Con la ayuda de herramientas computacionales, los científicos pueden estudiar de manera más rápida y precisa los procesos biológicos, lo cual permite entender y mejorar las variedades agrícolas
Nicolás López

Por: Jaime Aguilar y Michael Hernández 

Nicolás López es ingeniero civil y tiene experiencia en el estudio de recursos hidráulicos y medio ambiente.  Actualmente, se encuentra culminando el doctorado de Ingeniería y Ciencias Aplicadas de la Pontificia Universidad Javeriana Cali como becario del Programa ÓMICAS, donde desarrolla modelos computacionales para el mejoramiento de variedades agrícolas desde el proyecto In-silico liderado por el Profesor Camilo Rocha.

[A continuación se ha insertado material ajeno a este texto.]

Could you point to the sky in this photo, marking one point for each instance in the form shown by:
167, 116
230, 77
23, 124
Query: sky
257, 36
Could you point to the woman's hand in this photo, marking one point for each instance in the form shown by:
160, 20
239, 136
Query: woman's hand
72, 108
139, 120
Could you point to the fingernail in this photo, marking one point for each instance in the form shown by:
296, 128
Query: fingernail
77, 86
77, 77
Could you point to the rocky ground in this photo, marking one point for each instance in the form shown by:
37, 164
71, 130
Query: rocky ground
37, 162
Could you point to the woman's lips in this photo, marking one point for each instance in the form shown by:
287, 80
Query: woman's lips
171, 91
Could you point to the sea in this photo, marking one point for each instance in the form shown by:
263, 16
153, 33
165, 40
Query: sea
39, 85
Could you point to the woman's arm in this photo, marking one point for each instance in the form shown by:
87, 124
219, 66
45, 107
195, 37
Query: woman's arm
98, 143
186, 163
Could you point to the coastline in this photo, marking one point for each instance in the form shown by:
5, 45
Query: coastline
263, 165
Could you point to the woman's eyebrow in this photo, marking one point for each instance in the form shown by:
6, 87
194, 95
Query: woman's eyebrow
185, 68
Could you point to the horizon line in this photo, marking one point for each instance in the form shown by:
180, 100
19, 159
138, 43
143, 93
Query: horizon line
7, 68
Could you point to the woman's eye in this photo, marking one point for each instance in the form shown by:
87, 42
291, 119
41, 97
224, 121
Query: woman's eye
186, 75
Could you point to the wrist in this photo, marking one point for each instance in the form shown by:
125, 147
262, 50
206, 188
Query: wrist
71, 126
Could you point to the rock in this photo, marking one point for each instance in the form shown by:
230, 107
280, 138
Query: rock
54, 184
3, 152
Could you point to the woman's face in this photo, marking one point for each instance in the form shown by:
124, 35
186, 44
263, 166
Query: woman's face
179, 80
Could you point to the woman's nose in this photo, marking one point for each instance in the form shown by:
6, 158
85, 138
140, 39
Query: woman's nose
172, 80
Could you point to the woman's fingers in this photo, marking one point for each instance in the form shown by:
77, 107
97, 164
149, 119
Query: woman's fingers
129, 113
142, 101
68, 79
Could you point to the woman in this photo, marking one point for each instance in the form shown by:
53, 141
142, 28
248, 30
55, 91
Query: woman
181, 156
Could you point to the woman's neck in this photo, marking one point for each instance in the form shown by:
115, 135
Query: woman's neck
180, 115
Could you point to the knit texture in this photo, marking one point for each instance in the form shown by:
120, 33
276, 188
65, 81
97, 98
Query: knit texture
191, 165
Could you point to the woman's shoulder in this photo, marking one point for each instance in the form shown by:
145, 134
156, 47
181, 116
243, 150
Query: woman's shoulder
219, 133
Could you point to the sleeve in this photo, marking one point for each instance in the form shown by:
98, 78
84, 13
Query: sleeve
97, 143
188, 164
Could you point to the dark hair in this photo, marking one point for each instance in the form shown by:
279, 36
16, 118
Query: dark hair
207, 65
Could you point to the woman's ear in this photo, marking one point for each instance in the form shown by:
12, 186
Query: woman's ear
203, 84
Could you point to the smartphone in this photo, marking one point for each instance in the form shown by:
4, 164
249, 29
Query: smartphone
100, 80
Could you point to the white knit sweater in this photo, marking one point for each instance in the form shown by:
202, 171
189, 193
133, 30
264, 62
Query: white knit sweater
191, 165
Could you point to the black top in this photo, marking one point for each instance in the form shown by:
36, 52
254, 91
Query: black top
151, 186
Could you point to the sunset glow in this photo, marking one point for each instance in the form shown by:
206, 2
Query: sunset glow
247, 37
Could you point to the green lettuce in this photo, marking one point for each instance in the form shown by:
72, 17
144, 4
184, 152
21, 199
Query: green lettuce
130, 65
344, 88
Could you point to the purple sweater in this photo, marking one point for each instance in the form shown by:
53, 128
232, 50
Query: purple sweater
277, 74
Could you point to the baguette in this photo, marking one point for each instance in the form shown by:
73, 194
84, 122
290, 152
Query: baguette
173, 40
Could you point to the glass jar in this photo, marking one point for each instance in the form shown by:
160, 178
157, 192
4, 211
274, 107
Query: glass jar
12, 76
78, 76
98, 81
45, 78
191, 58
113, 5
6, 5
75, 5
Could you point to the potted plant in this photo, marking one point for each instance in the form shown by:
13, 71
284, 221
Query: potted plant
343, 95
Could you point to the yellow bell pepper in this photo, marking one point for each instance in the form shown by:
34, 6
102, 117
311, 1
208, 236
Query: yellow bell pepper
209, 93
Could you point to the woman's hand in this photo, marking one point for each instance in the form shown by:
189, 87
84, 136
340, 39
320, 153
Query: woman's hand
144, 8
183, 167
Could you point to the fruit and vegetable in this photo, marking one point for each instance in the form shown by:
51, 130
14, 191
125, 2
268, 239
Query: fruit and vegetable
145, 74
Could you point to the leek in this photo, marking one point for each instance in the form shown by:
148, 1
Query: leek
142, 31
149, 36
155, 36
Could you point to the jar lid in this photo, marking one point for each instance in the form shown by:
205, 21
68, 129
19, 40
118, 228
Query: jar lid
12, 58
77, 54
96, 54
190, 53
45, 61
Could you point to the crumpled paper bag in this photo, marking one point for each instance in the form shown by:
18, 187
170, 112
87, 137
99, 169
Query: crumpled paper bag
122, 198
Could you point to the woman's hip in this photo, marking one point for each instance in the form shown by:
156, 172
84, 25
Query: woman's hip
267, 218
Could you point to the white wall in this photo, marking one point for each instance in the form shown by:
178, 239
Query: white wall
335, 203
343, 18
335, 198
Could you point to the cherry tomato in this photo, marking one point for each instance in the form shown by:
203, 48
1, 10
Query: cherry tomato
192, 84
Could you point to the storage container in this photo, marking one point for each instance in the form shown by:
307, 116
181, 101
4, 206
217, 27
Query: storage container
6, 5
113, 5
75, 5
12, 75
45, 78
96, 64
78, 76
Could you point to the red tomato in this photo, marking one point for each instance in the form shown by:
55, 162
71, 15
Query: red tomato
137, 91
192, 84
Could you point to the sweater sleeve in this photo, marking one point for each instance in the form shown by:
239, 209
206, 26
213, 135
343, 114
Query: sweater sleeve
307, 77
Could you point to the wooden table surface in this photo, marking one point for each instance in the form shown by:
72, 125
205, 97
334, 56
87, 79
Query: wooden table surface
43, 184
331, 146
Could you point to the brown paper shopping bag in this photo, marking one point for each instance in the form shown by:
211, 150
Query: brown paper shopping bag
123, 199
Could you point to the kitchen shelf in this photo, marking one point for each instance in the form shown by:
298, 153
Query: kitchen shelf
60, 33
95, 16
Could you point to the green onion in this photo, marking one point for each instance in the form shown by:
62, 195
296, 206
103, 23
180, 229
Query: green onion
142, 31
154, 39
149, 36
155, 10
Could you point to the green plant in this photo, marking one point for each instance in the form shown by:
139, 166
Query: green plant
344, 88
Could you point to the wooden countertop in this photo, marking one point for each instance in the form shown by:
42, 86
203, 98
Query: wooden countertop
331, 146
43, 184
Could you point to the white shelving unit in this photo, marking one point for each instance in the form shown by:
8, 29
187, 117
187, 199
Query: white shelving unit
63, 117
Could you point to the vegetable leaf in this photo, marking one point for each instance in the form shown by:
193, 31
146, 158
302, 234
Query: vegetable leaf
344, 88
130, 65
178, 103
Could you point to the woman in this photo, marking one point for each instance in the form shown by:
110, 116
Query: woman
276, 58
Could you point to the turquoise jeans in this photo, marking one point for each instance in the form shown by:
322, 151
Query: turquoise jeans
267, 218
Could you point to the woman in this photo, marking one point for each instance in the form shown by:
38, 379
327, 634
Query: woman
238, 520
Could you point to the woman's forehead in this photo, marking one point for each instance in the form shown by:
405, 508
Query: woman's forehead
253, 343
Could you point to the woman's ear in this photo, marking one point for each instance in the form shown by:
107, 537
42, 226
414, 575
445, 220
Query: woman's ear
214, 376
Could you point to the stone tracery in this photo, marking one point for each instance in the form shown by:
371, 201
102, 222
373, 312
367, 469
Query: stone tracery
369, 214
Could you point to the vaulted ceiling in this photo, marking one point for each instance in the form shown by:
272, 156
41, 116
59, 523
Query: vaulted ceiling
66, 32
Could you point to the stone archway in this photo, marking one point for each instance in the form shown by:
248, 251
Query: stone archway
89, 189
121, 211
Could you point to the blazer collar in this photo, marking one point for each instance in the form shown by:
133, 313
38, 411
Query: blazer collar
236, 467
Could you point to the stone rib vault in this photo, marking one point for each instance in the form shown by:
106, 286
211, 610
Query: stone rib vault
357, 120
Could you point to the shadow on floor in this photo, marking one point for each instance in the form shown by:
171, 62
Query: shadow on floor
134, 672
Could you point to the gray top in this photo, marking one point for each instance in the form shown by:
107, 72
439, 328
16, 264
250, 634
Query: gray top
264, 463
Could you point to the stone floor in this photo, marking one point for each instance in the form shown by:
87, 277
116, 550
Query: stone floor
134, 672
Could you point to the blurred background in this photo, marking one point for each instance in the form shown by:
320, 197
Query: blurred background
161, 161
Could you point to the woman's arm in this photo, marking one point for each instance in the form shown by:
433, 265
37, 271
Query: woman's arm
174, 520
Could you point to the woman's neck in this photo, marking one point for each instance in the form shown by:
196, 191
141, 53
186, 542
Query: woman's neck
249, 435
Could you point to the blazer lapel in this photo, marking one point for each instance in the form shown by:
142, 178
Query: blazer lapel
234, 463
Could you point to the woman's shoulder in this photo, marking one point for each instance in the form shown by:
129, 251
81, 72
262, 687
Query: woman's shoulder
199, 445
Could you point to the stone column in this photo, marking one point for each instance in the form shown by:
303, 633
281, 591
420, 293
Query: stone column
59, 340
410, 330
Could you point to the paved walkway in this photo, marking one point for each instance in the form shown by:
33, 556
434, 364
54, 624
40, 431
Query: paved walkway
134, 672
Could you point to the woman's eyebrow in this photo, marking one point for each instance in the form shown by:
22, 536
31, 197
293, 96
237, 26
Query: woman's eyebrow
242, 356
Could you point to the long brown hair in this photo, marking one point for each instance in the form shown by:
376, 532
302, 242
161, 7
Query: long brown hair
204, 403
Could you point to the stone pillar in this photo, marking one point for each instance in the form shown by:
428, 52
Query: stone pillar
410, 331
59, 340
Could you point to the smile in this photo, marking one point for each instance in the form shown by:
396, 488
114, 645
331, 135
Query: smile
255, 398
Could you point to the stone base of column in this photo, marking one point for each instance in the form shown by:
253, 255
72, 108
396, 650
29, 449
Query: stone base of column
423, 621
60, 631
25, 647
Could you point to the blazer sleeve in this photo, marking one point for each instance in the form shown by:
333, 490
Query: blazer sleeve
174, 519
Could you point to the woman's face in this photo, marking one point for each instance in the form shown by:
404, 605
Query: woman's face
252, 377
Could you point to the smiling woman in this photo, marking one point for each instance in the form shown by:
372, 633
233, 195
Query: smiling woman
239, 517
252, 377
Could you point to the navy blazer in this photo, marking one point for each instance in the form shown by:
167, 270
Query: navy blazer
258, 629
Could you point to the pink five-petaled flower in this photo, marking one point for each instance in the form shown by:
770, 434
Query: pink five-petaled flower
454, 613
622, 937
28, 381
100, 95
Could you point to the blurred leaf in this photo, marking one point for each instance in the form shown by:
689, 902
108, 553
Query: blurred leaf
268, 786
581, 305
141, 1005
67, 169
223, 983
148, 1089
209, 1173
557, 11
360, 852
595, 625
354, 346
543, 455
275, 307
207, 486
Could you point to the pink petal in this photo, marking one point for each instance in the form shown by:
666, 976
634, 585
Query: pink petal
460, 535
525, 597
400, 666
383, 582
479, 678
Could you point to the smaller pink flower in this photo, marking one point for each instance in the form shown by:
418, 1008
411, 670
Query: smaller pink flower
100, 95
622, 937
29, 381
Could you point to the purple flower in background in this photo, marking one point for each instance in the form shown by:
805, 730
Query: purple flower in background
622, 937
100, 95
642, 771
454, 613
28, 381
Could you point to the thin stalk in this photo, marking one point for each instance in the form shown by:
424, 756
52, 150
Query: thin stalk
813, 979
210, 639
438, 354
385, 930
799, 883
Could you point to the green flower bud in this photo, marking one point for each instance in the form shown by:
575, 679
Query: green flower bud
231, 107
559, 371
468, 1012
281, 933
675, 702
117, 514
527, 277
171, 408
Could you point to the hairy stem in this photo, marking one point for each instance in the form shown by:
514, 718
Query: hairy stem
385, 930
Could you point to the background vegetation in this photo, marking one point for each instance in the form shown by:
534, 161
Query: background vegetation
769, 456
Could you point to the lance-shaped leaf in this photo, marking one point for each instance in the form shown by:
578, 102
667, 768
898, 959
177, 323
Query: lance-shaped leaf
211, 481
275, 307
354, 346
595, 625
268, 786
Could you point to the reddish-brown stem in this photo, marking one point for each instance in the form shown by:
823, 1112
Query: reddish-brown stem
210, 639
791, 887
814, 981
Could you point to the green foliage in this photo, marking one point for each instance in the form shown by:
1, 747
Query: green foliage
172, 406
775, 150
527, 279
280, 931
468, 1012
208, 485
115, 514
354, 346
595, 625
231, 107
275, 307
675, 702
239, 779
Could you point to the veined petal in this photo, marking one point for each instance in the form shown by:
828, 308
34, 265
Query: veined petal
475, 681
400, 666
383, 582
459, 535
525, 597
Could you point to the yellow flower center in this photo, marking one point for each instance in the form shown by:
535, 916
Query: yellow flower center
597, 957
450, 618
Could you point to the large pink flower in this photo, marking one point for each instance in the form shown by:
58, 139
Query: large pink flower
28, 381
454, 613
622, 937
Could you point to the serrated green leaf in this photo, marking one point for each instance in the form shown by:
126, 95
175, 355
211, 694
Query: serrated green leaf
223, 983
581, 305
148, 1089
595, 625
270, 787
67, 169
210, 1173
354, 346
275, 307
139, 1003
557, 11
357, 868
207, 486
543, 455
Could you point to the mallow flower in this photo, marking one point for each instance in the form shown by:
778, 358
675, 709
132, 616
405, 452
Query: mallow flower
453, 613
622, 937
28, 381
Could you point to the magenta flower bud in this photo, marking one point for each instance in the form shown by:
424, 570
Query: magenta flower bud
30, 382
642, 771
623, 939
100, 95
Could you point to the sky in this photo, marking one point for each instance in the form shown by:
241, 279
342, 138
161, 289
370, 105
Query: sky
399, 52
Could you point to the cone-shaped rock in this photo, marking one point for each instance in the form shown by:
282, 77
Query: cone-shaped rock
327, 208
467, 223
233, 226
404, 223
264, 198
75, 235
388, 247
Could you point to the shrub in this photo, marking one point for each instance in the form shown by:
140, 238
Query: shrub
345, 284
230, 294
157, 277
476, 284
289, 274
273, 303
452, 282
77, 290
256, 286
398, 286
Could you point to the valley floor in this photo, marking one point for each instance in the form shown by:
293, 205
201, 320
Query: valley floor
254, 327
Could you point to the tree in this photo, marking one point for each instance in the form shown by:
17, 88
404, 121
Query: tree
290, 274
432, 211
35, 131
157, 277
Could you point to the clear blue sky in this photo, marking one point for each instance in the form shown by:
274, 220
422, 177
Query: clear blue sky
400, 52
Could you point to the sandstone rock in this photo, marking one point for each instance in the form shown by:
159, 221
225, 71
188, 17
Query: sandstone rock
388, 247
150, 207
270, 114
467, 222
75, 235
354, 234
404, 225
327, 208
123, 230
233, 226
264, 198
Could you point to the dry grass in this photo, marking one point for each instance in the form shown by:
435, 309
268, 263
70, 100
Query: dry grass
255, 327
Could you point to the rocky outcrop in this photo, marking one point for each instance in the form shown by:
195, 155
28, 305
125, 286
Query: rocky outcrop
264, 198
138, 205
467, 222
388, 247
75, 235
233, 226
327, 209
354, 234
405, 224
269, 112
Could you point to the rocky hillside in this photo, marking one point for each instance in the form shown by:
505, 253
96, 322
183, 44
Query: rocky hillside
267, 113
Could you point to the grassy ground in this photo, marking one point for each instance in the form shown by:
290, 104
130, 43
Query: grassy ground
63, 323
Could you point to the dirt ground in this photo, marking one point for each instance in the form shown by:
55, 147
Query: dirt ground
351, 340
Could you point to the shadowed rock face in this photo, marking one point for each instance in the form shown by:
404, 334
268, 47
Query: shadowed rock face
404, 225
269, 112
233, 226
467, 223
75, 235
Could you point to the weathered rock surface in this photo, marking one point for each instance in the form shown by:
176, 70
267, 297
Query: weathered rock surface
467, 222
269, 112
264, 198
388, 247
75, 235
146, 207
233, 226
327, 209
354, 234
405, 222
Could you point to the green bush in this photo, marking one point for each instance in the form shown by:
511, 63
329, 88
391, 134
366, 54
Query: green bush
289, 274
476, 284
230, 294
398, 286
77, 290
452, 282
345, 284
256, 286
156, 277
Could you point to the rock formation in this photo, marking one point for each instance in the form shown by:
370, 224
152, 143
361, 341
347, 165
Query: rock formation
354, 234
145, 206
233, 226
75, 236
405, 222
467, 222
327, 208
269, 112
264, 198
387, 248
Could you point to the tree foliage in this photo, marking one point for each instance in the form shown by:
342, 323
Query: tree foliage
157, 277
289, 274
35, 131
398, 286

Con la ayuda de herramientas computacionales, los científicos pueden estudiar de manera más rápida y precisa los procesos biológicos, lo cual permite entender y mejorar las variedades agrícolas. Para este trabajo, Nicolás utiliza diversas técnicas como el análisis de grafos y el aprendizaje de máquina, entre otros, permitiéndole entender los procesos biológicos para interpretar cómo el ADN define rasgos y funciones en organismos vivos. De esta manera, puede identificar cuáles genes intervienen en esa condición y luego evaluar su comportamiento mediante procesos computacionales en condiciones de sobreexpresión o silenciamiento de los mismos. 

Algunos resultados de su trabajo de investigación han sido el análisis de las interacciones entre proteínas y poder predecir, computacionalmente, potenciales interacciones de las cuales no se tiene evidencia empírica o experimental a nivel biológico.

Adicionalmente, ha logrado la consolidación de información de expresión y anotación de genes en caña de azúcar. En términos simples, anotación funcional se refiere a asignarle una función específica a un gen o proteína dentro de un organismo. Para este propósito, se construyó una fuente de información que consolida datos de expresión de dos versiones del genoma de un tipo particular de esta planta (Saccharum spontaneum AP85441).  Este avance facilita la investigación computacional y reduce los tiempos de análisis en tareas como la generación de redes de co-expresión en cultivos de caña de azúcar, la predicción de la anotación funcional y la identificación de genes específicos a ciertos tipos de estrés en la planta, con la finalidad de brindar elementos que permitan generar nuevas variedades resistentes o a optimizar la producción de sacarosa.

El trabajo de investigación desde las ciencias ÓMICAS le ha permitido fortalecer su trabajo en el área computacional ingresando al mundo de la biología molecular, desarrollar trabajo en machine learning y en la consolidación de los conceptos de la ingeniería de software.  Así mismo, su estadía como estudiante e investigador desde las instalaciones de la Pontificia Universidad Javeriana Cali, le ha fortalecido su pasión académica, dado que le gusta el proceso de enseñanza y a partir de su formación base, de ingeniería civil, y su área de investigación en el área de biología, puede aportar al trabajo de formación tanto en ingeniería civil como en la bioinformática de futuros profesionales.

Así mismo, Nicolás realizó una estancia doctoral en la Universidad Heinrich Heine de Düsseldorf, en Alemania, donde trabajó en técnicas bioinformáticas en proteínas para predecir interacciones. Esta experiencia le permitió verificar las oportunidades actuales que existen en la investigación biológica para los profesionales que tienen un perfil computacional, a su vez, identificar las oportunidades de las ciencias ómicas en otras áreas fuera de la agraria, como es la salud humana.

Su investigación ha tenido colaboraciones con otros proyectos del Programa ÓMICAS, como por ejemplo el de Genómica, liderado por el Profesor Mauricio Quimbaya, permitiéndole verificar los resultados de sus investigaciones computacionales con los resultados empíricos desde la biología.